Based on Bryan Stevenson’s 2014 memoir of the same name, the film describes the period in Stevenson’s life where, in 1989, the Harvard-educated attorney (played here by Michael B. Jordan), fresh out of law school, headed back down to Montgomery County, Alabama, in order to fight for the rights of condemned men, sentenced to death upon dubiously-argued and executed trials. It’s there that he forms a partnership with Eva Ansley (Brie Larson), a local woman dedicated to the cause as well, and despite opposition from members of the community, the two begin their work with the inmates, many of whom have no other representation. Some, like the bomb-maker and scarred vet Herbert Richardson (Rob Morgan), are guilty of their crimes; others, like Walter McMillan (Jamie Foxx), are innocent men that have been wrongfully imprisoned — it doesn’t matter. Stevenson and Ansley want to help.

Yet the young lawyer takes a special interest in McMillan, a quiet family man who was sentenced to death for the murder of a white woman, based on the questionable testimony of a white felon named Ralph Myers (a solid Tim Blake Nelson). Myers gave this testimony in exchange for leniency on a different crime he committed, and the D.A. (Rafe Spall) doesn’t give a damn if he’s got the wrong man in jail or not. Somebody was caught, somebody was convicted. The entire town sees no problem with this, despite having a literal museum devoted to Harper Lee’s To Kill a Mockingbird in it, and Stevenson faces a whole bunch of pushback from the townsfolk who just want him to leave it alone. He’s subjected to a number of cruelties, both large and small — he’s strip-searched when he wants to enter the prison, he’s harassed by the police — but he continues along in his quest to see McMillan freed. 

This would all make for an excellent movie if Cretton hadn’t decided to disappear into the goddamn bushes like that GIF of Homer Simpson, essentially letting the film direct itself. The cast is fine, sure, but Jordan’s playing himself, not really a character, and Foxx’s work is occasionally so understated that you forget that he’s a major character in the film. There’s very little that separates this visually or textually from every other movie of its ilk that came before, except for the explicit anti-death penalty messaging (which is appreciated very much). The look is plain, and it’s shot and edited like an episode of Law & Order. Beyond Spall and Larson’s attempts at accents, Alabama isn’t used to great effect (the ties between Mockingbird and this story being the most interesting thing about it), and when Jordan’s character talks about how this town could be like any other town in America, you very much believe it. But beyond all that, it’s just so empty of magic or pathos. Yes, it thrills when the court decision comes down and we find out McMillan’s fate: We have hearts. But it’s been roughly a day since I’ve seen the film, and I’m struggling to remember any standout moments beyond a few real missed opportunities that Cretton has throughout the 135-minute runtime.

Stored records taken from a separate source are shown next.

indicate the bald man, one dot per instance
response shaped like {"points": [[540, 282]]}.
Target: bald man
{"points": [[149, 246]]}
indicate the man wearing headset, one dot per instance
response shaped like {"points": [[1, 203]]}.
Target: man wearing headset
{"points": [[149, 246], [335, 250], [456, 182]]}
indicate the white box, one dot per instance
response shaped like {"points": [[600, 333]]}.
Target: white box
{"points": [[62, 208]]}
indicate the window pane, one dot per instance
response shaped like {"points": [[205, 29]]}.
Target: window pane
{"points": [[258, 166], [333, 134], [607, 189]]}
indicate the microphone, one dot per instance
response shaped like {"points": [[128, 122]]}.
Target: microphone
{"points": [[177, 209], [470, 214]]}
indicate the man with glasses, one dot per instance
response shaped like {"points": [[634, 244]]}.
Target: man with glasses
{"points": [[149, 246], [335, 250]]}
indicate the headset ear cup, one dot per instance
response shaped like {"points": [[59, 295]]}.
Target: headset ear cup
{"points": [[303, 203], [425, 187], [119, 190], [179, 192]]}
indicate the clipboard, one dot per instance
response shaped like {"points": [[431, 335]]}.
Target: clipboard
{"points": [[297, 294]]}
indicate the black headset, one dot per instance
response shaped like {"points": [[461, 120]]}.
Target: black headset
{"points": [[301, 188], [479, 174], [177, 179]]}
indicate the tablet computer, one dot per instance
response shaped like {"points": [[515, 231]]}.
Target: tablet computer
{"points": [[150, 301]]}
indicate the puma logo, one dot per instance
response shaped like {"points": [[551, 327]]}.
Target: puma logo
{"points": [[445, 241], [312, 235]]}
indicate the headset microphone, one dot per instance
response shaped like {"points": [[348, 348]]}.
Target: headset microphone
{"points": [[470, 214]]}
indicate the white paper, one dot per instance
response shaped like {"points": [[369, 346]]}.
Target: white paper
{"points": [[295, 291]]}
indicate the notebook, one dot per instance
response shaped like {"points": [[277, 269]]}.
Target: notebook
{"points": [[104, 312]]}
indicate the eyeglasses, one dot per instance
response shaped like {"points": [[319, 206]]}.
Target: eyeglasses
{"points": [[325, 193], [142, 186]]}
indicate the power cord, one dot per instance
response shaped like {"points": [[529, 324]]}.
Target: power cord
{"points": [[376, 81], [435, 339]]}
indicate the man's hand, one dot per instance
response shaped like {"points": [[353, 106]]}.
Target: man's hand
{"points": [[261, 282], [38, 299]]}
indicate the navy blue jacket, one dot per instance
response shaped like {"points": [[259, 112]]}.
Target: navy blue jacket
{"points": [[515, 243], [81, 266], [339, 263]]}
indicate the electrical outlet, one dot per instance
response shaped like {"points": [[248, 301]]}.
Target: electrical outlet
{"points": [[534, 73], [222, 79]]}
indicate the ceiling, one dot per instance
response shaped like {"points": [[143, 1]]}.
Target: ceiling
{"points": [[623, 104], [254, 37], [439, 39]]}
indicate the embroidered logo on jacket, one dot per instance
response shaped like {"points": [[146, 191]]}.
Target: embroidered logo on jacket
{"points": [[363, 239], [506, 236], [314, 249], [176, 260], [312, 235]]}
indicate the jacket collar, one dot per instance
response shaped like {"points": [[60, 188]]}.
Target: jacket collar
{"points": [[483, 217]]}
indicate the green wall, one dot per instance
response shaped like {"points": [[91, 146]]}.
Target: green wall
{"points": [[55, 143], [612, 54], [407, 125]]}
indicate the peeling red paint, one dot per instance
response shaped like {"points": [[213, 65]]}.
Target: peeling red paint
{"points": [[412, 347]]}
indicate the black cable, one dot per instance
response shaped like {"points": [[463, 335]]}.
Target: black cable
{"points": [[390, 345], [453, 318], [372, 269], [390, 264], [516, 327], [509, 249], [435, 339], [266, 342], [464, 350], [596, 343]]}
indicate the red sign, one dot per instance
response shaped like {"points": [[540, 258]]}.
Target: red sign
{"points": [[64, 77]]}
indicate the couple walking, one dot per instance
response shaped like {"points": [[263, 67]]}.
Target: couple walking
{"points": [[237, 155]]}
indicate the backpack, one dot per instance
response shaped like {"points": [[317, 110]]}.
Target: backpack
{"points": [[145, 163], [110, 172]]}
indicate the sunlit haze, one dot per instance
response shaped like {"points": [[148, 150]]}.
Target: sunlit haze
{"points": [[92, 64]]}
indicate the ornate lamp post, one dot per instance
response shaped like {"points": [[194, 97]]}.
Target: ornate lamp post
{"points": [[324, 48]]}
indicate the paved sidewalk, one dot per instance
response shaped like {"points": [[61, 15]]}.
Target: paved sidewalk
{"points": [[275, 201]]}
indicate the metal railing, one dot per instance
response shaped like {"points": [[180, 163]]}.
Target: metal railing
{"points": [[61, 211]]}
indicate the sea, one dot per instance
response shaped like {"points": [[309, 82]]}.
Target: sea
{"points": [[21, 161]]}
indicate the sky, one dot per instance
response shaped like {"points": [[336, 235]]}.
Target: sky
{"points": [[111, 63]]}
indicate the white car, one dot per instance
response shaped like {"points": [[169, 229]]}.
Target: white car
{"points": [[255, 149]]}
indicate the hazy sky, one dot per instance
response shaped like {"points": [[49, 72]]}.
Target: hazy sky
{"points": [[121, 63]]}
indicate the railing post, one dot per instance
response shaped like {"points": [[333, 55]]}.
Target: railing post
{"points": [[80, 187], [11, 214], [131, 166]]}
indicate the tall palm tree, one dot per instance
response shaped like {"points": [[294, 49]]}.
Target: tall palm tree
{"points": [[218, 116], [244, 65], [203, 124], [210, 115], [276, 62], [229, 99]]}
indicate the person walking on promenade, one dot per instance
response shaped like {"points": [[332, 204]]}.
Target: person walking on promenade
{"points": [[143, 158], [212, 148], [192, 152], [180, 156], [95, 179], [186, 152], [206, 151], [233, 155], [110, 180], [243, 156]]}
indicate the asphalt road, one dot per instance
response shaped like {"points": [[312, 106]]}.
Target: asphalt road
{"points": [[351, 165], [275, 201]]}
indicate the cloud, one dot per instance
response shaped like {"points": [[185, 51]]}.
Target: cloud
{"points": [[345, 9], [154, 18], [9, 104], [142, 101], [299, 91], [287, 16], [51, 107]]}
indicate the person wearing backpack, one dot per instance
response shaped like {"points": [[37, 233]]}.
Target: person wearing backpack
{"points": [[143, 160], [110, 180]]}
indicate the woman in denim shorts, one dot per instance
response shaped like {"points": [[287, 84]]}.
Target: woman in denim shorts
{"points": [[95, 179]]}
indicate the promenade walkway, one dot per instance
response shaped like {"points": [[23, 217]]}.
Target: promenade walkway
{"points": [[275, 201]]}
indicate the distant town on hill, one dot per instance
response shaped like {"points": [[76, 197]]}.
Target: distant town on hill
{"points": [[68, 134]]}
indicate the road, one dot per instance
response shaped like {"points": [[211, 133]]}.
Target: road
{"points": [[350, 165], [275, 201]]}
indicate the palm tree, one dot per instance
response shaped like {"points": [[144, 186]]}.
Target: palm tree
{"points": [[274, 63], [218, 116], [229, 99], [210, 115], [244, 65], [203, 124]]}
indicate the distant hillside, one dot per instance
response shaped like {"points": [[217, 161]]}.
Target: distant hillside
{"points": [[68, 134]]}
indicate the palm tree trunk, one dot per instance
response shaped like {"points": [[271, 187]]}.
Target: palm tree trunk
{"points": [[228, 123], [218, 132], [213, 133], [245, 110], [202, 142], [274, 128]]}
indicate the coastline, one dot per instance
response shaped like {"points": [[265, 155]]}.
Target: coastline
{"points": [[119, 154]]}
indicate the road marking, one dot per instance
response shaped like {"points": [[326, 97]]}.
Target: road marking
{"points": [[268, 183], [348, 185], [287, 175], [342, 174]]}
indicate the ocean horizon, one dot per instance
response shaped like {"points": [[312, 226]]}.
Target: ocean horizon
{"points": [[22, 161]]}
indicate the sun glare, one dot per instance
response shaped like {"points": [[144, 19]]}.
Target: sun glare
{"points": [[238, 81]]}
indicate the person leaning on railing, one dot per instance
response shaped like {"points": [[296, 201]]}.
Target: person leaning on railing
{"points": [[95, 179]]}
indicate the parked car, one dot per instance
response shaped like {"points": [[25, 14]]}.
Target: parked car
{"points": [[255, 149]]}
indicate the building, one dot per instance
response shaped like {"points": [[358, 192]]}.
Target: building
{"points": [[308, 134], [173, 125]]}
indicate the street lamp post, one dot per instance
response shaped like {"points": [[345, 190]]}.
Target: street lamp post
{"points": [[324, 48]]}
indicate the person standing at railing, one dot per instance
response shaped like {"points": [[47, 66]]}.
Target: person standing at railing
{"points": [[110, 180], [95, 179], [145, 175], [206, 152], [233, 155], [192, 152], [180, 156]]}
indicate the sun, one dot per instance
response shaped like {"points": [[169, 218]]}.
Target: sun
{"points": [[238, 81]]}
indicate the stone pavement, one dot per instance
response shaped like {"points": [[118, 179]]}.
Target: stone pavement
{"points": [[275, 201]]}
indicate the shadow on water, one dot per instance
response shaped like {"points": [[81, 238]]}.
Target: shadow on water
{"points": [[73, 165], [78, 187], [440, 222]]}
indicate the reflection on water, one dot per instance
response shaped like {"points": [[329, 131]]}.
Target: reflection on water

Take, for instance, a scene where we follow a prisoner as he’s about to be executed — electrocuted, actually, given that Alabama was still using the electric chair back in the late ‘80s — and we witness his tragic march to his death, where, upon the moment where the switch is about to be thrown, his block mates bang their cups together against the bars of their cells in a last-minute show of solidarity. This is a beautiful moment, one that is worthy of the lump in your throat that you will get, but Cretton pulls his punch and cuts away to Jordan and the gallery’s faces at the moment of the man’s death. This is not a plea to make this any more shocking than it needs to be: in a movie about the horrible cruelty of the death penalty, you can’t do the Call Me By Your Name pan-away-from-the-naughty and still make your point as well as you could without inviting some criticism.

That’s the whole issue with Just Mercy: It is the kind of generic issue-driven legal drama that is terrified to get into the muck of reality, afraid to get mired in an argument about the “acceptability” of its message if its content were anything but middle-of-the-road. Short Term 12 didn’t do this: It presented the world as it was to those characters and didn’t obscure anything from you. And, as such, it makes you wonder where that filmmaker went.